Housing: A comment was raised during the meeting that the report did not reference Housing. It was suggested that more recommendations will come out of this piece of work, however these are the findings identified within the allocated timeframe.
Funding bid: The Consultation in Public Health confirmed that the team at Leicester University are preparing a bid entitled the South Wigston Community research project.
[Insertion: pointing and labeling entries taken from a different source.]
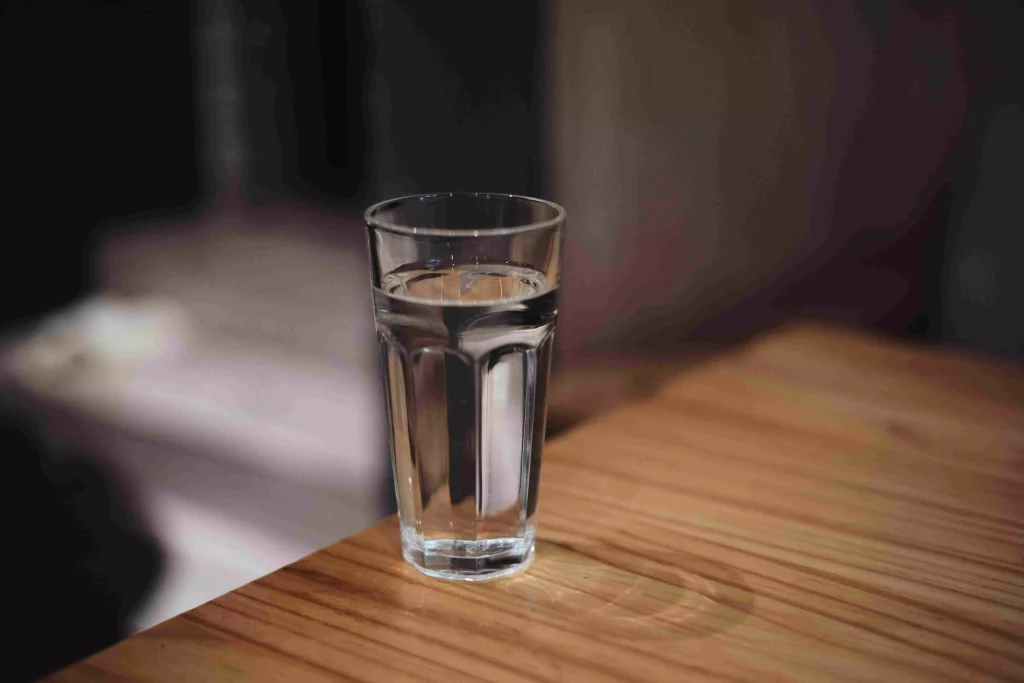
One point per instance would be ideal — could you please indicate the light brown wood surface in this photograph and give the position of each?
(819, 506)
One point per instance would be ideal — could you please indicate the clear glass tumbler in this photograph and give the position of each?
(465, 293)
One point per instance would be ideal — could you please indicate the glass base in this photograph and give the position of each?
(468, 560)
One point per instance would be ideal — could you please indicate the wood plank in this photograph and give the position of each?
(821, 505)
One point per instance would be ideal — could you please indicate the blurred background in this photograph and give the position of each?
(188, 375)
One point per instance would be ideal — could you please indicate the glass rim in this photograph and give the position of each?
(372, 220)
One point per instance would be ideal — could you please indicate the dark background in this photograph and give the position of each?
(111, 116)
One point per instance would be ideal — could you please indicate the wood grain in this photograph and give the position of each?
(821, 505)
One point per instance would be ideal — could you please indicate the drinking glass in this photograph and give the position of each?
(465, 294)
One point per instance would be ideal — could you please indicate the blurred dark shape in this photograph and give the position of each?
(98, 123)
(77, 562)
(456, 96)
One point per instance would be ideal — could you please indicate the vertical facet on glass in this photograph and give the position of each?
(465, 289)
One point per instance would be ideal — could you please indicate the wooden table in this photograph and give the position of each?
(821, 505)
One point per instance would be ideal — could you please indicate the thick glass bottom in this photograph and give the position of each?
(468, 560)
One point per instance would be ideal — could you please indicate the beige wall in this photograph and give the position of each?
(697, 145)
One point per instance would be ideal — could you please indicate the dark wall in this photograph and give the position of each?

She also stated that we should be mindful that whilst Oadby has the most affluent areas, there are pockets of deprivation within Oadby, it is not just Wigston and South Wigston.
Primary Care Networks: Dr Varakantam provided information about the new Primary Care Networks (PCN) being introduced, to tackle health inequalities (population health), which will need time to bed-in.
Transport: A Member confirmed that the Council has tried to negotiate with Arriva for many years; however there is little demand for the service by users in South Wigston, and hence not commercially viable. ‘Arriva Click’ was also mentioned, particularly how this service was being delivered in Leicestershire. The head of Community & Wellbeing confirmed that this service was connected to the new Lubbesthorpe housing development, in lieu of there being no public transport available in the area. It was confirmed that there is a community transport scheme run by the Oadby and Wigston Community Action Partnership, with moderate charges. However a number of attendees stated, that rather than providing transport from South Wigston to the Oadby area, increasing access to services in South Wigston was important, not encouraging them out of the area. Access to facilities for individuals (community centres, halls and schools) in the area is key to ascertain how they can assist with engagement, and regenerating the community from grass roots upwards by brining public and volunteer sector together to bring about change is also key.
The locality manager of the Children and Family Wellbeing Services, confirmed that Leicestershire County Council closed the Children’s Centre at the Bobbin Factory in South Wigston, as part of their cost cutting exercise. It is also worth noting that individuals in South Wigston are not interested in crossing the bridge from to Wigston, therefore the provision of services in South Wigston is important.
Tribe App: The Consultation in Public Health mentioned the Tribe App, which is a volunteering app which could be used as a community catalyst, where volunteers can link up people to drive forward community capacity. The Local Area Coordinator (LAC) for South Wigston is involved in this initiative. The LAC for Wigston confirmed that Rutland set up a Good Neighbourhood scheme in relation to transport, and helping individuals travel to places where they volunteer to do jobs, such as grass cutting.
Communication: Those in Wigston and South Wigston should know about the statistics, particularly young people and how they can change what they are doing. Updating and informing the South Wigston Ward Councillors was key, in order that they can help aid this behavioural change amongst residents.
Education: There is a need to engage with the youth from an early age in school settings - good healthy behaviours; less smoking/drinking is the message. The first 1000 days is paramount (from pregnancy to a child’s 2nd birthday). The school Academy status was also mentioned, which should be driven forwards. The School Sports Partnership Manager confirmed Primary schools have access to the Pupil Premium Grant which can be as much as £18,000 per school, this is additional funding for publicly funded schools in England to improve the academic outcomes of their pupils. The key issue is engaging with Secondary Schools who have limited funding. The libraries have also struggled to engage with Secondary Schools. The School Sports Partnership Manager confirms he sits on the Secondary School Head Teachers group and will take this information to the next meeting.
Support: There are various organisations providing support in the area e.g. Senior Citizens group who hold various events at local venues such as the Salvation Army. Helping Hands which provides advice and signposting support, and the Cedar Centre who delivers mental health recovery support.
Making Every Contact Count (MECC) was developed by Public Health England. It is a holistic behaviour change approach that utilises day to day interactions that organisation and people have with other people to encourage changes in behaviour that have a positive effect on the health and wellbeing of individuals, communities and populations.
First Contact Plus is an information and advice services for self-referrals or referrals from a health professional/ individual or organisation. It is delivered by Leicestershire County Council, in partnership with GPs, the Police, health organisations, voluntary groups and social care departments, and local Councils working together to make access to services much easier. Both MECC and First Contact Plus need to be promoted and embedded more by all organisations.